Partial Least Squares Structural Equation Modeling (PLS-SEM) and the Necessary Condition Analysis (NCA) in IB Research
Masterclass Leads: Nicole Richter (University of Southern Denmark), Christian Ringle (Hamburg University of Technology)
Time and Date: 5 July, 2-5pm CET
This workshop introduces and encourages the combined use of partial least squares structural equation modeling (PLS-SEM) and the necessary condition analysis (NCA) that enables researchers to explore and validate hypotheses following a sufficiency logic, as well as hypotheses drawing on a necessity logic.
PLS-SEM belongs to a family of regression-based methods for estimating models with latent variables developed by the Swedish econometrician Herman Wold (1985). Since the 2000s, PLS-SEM has gained widespread popularity in a variety of disciplines among them (international) marketing and management research. The method estimates theoretically established causal-predictive relationships between latent variables (i.e. constructs measured by observed indicators). The results can empirically substantiate the determinants (X) that lead to an outcome (Y). Authors who interpret their PLS-SEM findings often use expressions such as “X increases Y” or “a higher X leads to a higher Y”. The interpretation, therewith, follows a sufficiency logic. Understanding relationships in terms of sufficiency logic is extremely relevant. Researchers, for instance, aim to understand the factors that lead to a stronger intention to use certain technology by applying different theories of technology acceptance; or they aim to understand the factors that contribute to a higher loyalty of their customers.
In contrast, the NCA is a relatively novel research methodology that has attracted much attention in the academic community in recent years.
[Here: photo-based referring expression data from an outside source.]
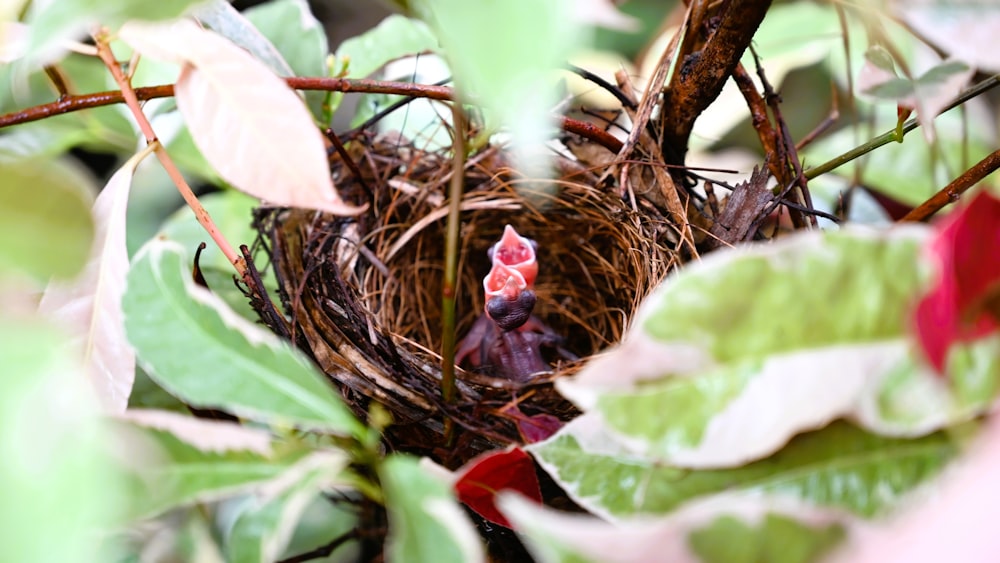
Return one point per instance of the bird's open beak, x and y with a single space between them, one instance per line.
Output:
516 252
503 281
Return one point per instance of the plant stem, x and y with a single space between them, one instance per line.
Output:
896 134
448 292
128 94
70 103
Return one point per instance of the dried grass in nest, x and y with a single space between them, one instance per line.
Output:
364 294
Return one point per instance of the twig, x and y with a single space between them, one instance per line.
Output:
788 153
449 290
891 135
351 165
56 77
323 550
954 190
69 104
607 86
104 52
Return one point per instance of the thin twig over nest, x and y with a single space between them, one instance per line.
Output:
364 294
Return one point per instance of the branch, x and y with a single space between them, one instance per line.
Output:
701 75
69 104
955 189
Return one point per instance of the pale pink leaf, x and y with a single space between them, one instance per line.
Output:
965 29
935 90
206 435
253 129
90 306
877 69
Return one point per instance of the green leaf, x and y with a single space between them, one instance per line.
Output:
871 276
777 540
502 72
177 473
839 466
57 480
395 37
299 37
196 348
711 377
264 527
881 58
905 171
45 224
734 527
425 521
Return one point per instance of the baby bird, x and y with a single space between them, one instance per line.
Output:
506 340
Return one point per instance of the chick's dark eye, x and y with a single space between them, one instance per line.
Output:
509 314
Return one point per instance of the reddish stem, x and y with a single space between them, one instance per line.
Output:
954 190
130 98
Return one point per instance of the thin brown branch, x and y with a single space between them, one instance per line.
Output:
700 77
128 94
57 79
953 191
69 103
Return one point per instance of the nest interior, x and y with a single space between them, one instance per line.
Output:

The NCA follows a necessity logic (“X is necessary for Y”) and can identify necessary conditions in data sets. A necessary condition is a critical factor for an outcome: if the necessary cause is not in place the outcome will not materialize. Hence, the necessary condition can be a bottleneck, critical factor, constraint, disqualifier, etc. The right level of a necessary condition must be put and kept in place to avoid guaranteed failure. By adding a different logic and data analysis approach, an NCA adds both rigor and relevance to theory, data analysis, and publications.
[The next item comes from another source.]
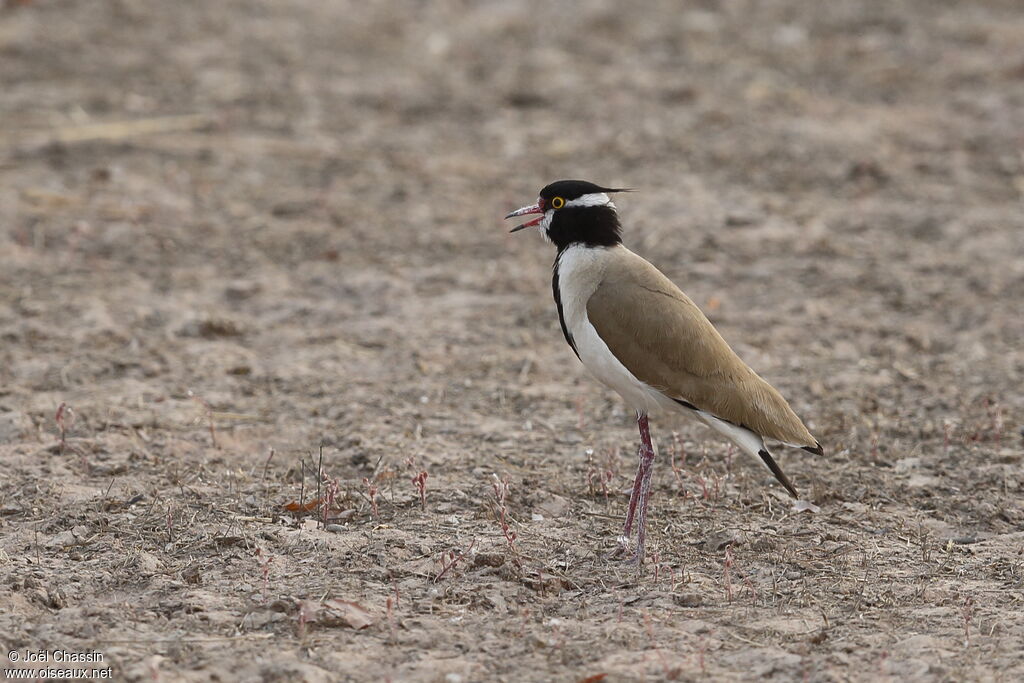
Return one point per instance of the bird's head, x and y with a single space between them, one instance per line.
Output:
574 212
Against this background, with a combined use of PLS-SEM and NCA, we can determine the factors that produce the best possible outcome (i.e. the should-have factors; sufficiency logic) and those that are critical for an outcome (i.e. the must-have factors; necessity logic). Importantly, the should-have factors can only increase an outcome after the must-have factors have been taken care of. If necessary conditions are ignored or neglected in a field where we theoretically assume they exist, the result will be incomplete findings and recommendations. PLS-SEM is an approach to identify the determinants that can increase an outcome. NCA identifies the necessary level of a determinant that is needed to enable the outcome (Richter et al., 2020).
In this workshop, we will, therefore, introduce sufficiency and necessity logic as well as the foundations of a combined PLS-SEM and NCA use. For a case study illustration we use the SmartPLS 4 software. We provide insights into the logic, assessment, challenges and benefits of a combined use of PLS-SEM and NCA.